If your Gmail storage is filling up, you’ll be directed to Google’s relatively pathetic instructions for clearing space in Gmail (at the time of this writing, those are “delete emails in Spam” and “delete emails with large attachments”). While that may free up a small amount of space, it’s unlikely to make much of a dent if you’ve been using Gmail for some time. A better way to free up space is to find the most frequent senders and delete all their email you don’t care about (newsletters, notifications, ads, spam, etc.).

While I did find this Python script and corresponding blog post recommending the same approach, the Python script didn’t seem to work correctly on my machine (it seemed like the Python mailbox get_from() function was returning something other than the expected From: field on my mbox file).

So, if you’re familiar with the command line, you can use this one-liner on the mbox file you get from Google Takeout instead:

grep '^From:' ~/Downloads/Takeout/Mail/All\ mail\ Including\ Spam\ and\ Trash.mbox | cut -d'<' -f2 | tr -d '>' | sort | uniq -c | sort -rn > senders.txt

Sure, it’s not perfect, but for From: lines that don’t conform it still fails gracefully. You can then work your way through the resulting sorted output of most frequent senders and deleting all mail from them (I suggest deleting lines in the output as you delete email, so you can keep track of what you’ve already deleted).

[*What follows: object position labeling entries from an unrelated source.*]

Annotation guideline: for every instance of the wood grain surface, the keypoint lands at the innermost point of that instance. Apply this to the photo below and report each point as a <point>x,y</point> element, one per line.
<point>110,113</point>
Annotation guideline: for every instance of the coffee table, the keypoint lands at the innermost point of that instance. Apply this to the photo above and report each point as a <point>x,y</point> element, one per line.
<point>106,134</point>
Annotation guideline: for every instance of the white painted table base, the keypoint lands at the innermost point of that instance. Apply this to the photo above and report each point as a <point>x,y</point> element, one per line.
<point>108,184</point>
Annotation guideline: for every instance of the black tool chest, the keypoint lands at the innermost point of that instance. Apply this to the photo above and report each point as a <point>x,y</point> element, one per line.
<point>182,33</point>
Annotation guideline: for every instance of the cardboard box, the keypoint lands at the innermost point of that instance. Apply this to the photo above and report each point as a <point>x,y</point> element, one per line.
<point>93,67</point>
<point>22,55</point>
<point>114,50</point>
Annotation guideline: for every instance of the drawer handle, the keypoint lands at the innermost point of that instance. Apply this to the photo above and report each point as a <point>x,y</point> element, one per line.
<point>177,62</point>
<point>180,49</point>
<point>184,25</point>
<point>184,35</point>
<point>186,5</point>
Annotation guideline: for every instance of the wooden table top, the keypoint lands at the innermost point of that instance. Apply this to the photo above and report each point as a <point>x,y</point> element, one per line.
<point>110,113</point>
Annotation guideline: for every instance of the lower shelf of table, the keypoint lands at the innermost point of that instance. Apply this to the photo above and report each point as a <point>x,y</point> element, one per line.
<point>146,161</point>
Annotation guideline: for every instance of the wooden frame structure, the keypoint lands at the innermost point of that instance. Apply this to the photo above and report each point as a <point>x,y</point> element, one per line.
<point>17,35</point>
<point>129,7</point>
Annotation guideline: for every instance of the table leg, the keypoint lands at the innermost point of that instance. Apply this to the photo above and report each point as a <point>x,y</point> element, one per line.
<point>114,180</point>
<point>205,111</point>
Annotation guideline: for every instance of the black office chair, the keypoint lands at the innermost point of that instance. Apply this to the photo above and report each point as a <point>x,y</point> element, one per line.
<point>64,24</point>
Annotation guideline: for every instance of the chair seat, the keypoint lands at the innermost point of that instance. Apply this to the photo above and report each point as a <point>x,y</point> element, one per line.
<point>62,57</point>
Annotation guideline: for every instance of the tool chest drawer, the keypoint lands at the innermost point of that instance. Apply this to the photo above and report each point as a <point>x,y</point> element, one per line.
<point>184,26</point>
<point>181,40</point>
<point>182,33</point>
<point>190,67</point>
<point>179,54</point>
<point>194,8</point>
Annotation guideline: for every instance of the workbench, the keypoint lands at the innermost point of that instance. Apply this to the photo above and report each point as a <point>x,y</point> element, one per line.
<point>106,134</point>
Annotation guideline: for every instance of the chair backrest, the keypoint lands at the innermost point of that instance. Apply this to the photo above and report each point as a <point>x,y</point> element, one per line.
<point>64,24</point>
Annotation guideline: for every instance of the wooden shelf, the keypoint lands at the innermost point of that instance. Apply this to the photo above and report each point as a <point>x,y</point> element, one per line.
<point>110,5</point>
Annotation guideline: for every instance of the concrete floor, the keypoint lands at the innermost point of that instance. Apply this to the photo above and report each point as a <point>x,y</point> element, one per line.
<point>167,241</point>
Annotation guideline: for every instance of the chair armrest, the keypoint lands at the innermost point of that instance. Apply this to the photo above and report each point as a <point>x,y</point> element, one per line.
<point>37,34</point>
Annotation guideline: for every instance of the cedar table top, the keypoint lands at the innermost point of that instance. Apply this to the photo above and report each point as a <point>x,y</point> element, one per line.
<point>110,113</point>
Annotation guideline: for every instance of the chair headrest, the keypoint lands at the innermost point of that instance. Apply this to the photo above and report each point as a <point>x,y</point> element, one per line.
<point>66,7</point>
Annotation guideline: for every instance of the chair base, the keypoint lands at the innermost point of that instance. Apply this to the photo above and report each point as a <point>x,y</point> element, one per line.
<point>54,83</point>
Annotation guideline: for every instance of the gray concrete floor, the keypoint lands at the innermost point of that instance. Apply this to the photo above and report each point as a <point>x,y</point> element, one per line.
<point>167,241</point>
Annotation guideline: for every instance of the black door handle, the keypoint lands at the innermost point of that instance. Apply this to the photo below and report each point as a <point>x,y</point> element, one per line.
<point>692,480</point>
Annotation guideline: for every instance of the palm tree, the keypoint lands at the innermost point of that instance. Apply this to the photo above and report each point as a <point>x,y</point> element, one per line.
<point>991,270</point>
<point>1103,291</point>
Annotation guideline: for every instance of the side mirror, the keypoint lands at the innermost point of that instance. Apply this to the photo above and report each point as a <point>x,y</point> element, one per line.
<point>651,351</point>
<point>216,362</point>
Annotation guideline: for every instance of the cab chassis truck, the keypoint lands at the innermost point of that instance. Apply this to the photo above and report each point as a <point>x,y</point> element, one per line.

It may take a little while for your storage quota report to update, but I deleted many tens of thousands of emails this way, freeing up about 5GB of storage and getting comfortably back under the quota as a result.

Update: If you want a more accurate picture of how your email storage is being used, I’ve written a short Ruby script which tries to calculate the total number of bytes for each sender in an Mbox file from Google Takeout.